I tried on new roles – “director,” “teacher,” “manager” – and learned much about myself and what each role requires. I designed a training to endow a cohort of new organizers with what I considered to be the necessary knowledge and tools to engage in the work. I led the program with the values that inspired it centering communication, trust, and encouragement to try things differently. In it’s inaugural year, the program was a success and continues to make returns for those who believed and invested in the vision.
Building this program, I tested the limits of my social capital. While I was confident in my perspectives and abilities, I was delightfully surprised to learn how many others were, as well. And it absolutely took a village to create, and I found great joy in collaboration. While perhaps circumstantial as it was the pilot year, an important thing I learned about my leadership is that I can default to going it alone. I am in awe of the ways people willingly and generously stepped in to support the work when I expressed need, and I want to practice inviting people in to help before points of intense challenge.

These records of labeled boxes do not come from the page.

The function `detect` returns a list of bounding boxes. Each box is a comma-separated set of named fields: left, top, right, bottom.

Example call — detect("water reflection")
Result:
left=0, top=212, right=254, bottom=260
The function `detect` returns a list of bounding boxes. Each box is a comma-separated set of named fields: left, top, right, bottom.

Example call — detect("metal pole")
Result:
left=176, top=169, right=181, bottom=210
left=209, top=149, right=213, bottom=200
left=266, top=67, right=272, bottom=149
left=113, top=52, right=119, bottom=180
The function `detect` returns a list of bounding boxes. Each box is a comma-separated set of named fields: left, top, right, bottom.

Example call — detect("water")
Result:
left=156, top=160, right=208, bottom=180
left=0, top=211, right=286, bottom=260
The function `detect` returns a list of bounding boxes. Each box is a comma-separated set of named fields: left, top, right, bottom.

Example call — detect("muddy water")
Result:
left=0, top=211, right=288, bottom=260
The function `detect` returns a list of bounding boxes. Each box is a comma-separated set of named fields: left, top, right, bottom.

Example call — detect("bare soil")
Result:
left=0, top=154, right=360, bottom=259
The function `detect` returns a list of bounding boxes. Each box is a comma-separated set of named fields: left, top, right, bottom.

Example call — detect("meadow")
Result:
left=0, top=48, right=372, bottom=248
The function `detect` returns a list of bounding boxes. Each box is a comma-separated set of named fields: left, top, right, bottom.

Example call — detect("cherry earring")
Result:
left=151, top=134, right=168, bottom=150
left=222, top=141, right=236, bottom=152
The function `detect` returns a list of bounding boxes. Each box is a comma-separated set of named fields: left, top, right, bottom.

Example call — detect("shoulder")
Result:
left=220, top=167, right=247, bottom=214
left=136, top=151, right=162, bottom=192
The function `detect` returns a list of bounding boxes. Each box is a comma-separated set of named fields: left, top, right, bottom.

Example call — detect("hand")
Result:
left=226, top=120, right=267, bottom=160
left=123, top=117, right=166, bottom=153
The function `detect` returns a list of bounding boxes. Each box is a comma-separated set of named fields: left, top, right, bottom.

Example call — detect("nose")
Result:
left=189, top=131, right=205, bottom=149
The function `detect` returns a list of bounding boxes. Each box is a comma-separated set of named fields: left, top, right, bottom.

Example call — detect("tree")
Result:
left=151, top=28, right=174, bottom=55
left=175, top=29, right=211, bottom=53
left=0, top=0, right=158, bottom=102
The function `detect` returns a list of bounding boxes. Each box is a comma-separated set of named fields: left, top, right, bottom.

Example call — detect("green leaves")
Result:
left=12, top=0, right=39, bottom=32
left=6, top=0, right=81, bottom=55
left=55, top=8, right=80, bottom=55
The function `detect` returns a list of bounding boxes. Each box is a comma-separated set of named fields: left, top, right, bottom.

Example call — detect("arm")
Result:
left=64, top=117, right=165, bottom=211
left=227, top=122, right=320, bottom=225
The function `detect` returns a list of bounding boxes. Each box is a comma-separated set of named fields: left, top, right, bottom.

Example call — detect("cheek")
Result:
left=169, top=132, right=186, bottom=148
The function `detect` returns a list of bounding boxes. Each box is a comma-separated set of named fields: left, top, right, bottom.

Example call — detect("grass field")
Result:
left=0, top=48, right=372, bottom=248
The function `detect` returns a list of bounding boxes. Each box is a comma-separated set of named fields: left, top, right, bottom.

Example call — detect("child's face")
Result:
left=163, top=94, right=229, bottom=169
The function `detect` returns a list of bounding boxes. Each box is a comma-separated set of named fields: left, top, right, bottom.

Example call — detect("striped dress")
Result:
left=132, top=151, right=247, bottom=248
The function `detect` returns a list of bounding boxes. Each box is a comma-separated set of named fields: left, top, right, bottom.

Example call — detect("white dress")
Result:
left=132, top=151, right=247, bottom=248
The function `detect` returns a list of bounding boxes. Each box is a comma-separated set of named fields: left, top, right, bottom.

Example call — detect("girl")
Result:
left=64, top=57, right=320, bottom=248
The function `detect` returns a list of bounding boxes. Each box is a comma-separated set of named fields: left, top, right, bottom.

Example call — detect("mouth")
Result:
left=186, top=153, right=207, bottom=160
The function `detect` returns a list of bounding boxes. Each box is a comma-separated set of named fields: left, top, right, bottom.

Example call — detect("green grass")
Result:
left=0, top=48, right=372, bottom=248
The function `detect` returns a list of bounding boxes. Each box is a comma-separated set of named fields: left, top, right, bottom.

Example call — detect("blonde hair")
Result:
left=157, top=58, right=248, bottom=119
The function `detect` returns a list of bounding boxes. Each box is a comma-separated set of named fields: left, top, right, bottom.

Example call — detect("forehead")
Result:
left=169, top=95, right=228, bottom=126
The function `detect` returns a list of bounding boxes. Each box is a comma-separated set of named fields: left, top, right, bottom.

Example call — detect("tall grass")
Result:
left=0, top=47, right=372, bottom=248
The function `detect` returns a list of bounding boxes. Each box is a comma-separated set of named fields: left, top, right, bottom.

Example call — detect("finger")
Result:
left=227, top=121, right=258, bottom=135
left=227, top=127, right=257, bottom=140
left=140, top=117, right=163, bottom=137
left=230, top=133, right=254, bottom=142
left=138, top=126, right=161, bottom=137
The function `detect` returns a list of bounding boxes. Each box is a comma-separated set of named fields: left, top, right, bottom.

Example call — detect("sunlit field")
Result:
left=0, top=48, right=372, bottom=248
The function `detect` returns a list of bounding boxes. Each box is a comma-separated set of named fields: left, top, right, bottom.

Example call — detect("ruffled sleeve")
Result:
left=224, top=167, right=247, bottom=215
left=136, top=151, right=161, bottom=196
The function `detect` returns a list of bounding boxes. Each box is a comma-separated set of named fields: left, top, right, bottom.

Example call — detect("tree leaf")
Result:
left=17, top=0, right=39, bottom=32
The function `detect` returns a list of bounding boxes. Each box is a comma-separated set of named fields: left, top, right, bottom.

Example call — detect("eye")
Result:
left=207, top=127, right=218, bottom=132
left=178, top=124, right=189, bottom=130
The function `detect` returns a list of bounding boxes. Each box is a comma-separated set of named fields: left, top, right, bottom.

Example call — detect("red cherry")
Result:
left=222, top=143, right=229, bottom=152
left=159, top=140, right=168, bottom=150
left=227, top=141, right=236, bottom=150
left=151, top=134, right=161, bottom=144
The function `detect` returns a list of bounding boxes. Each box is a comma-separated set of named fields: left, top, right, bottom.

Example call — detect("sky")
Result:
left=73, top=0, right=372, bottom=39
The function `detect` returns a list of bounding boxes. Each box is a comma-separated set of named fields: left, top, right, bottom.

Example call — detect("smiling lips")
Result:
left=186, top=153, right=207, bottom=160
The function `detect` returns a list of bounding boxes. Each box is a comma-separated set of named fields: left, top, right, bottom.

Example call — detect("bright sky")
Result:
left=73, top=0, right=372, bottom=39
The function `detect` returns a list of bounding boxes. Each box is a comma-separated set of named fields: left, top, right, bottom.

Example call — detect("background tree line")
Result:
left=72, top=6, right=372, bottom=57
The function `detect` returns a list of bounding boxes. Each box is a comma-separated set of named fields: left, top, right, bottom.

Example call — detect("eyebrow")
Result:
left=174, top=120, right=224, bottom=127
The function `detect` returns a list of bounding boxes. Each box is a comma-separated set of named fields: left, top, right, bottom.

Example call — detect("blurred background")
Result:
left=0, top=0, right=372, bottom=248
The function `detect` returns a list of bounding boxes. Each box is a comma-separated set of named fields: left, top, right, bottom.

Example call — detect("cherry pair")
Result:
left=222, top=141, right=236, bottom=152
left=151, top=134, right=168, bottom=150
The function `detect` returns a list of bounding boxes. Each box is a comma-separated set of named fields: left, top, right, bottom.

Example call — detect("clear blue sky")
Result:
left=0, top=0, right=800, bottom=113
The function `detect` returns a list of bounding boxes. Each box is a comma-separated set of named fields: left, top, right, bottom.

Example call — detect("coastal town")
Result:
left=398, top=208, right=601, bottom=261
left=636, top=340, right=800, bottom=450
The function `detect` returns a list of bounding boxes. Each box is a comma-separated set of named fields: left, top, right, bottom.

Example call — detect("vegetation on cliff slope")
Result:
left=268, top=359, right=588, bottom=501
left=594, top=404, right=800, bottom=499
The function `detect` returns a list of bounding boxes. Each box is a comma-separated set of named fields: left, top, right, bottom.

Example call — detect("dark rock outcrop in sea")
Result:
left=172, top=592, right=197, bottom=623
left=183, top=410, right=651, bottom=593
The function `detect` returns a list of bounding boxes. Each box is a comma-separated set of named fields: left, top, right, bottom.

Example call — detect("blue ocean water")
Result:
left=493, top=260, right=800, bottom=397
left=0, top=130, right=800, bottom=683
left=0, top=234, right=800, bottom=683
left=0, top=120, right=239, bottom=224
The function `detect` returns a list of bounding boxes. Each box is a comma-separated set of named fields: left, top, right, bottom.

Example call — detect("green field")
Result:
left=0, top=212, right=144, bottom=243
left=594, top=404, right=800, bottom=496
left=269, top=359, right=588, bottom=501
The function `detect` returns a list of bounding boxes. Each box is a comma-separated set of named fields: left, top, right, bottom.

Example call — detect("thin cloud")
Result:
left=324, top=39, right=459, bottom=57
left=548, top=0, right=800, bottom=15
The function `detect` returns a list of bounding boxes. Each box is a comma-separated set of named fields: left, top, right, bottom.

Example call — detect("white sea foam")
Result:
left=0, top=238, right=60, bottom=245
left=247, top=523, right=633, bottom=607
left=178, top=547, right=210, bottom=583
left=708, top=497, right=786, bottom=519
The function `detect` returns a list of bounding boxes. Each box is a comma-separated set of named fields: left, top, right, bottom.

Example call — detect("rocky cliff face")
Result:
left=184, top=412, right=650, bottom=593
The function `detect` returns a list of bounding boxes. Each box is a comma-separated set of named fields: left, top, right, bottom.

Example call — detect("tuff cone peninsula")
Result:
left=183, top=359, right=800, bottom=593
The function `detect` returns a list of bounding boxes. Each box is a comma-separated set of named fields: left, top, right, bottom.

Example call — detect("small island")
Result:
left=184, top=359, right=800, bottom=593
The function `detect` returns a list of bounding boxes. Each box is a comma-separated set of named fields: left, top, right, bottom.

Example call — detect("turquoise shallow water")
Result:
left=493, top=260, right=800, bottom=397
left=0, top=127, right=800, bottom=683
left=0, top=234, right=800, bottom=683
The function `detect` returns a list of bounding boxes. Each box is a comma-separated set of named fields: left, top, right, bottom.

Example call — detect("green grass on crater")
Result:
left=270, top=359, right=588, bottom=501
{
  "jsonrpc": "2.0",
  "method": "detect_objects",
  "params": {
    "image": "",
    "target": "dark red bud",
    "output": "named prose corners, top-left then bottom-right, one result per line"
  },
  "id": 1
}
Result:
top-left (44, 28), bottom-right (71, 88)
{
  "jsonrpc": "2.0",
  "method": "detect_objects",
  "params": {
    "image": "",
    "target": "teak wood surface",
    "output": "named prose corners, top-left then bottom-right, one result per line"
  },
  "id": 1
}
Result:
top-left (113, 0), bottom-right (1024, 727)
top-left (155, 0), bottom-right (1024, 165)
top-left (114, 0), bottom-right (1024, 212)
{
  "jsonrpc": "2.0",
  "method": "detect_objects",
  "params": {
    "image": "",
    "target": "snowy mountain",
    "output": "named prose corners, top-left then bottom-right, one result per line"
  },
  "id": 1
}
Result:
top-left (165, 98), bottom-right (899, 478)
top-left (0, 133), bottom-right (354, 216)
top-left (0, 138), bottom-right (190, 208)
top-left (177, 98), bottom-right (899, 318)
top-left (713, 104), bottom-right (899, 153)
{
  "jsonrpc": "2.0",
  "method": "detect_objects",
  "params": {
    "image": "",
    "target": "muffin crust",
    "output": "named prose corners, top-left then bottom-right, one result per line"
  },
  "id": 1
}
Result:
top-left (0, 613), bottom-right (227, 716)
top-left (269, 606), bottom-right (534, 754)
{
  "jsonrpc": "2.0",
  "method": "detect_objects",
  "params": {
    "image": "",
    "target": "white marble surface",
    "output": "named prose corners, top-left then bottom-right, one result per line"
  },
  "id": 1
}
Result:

Eight weeks ago, I took a leap. After 31 years (the entirety of my life) of living in North Dakota I made a move to Minneapolis to complete my MPA coursework in person at the Humphrey School. This has been a long-held dream. To no longer allow the fear of the unknown nor commitment to the known keep me from making this investment in my personal and professional growth is significant. Even though one of my dominant characteristics is my love of learning, to prioritize this much time, energy, attention, and monetary resources on continuing my education felt indulgent. Rather, it is necessary and expansive.
I’ve left my comfort zone and entered a new growth zone. This new environment (domestic, geographic, professional, emotional, educational, etc.) provides ample opportunity to examine patterns of thought and behavior and welcome in new ways of thinking and being. I am evolving. I am learning about myself, the systems in which I live, and the people with whom I am in all types of relationship. I am grateful for this chance to grow, the opportunities to lead and learn, and these chances to reflect on the journey.
Thank you to the Bush Foundation and all my best to our fellow Fellows.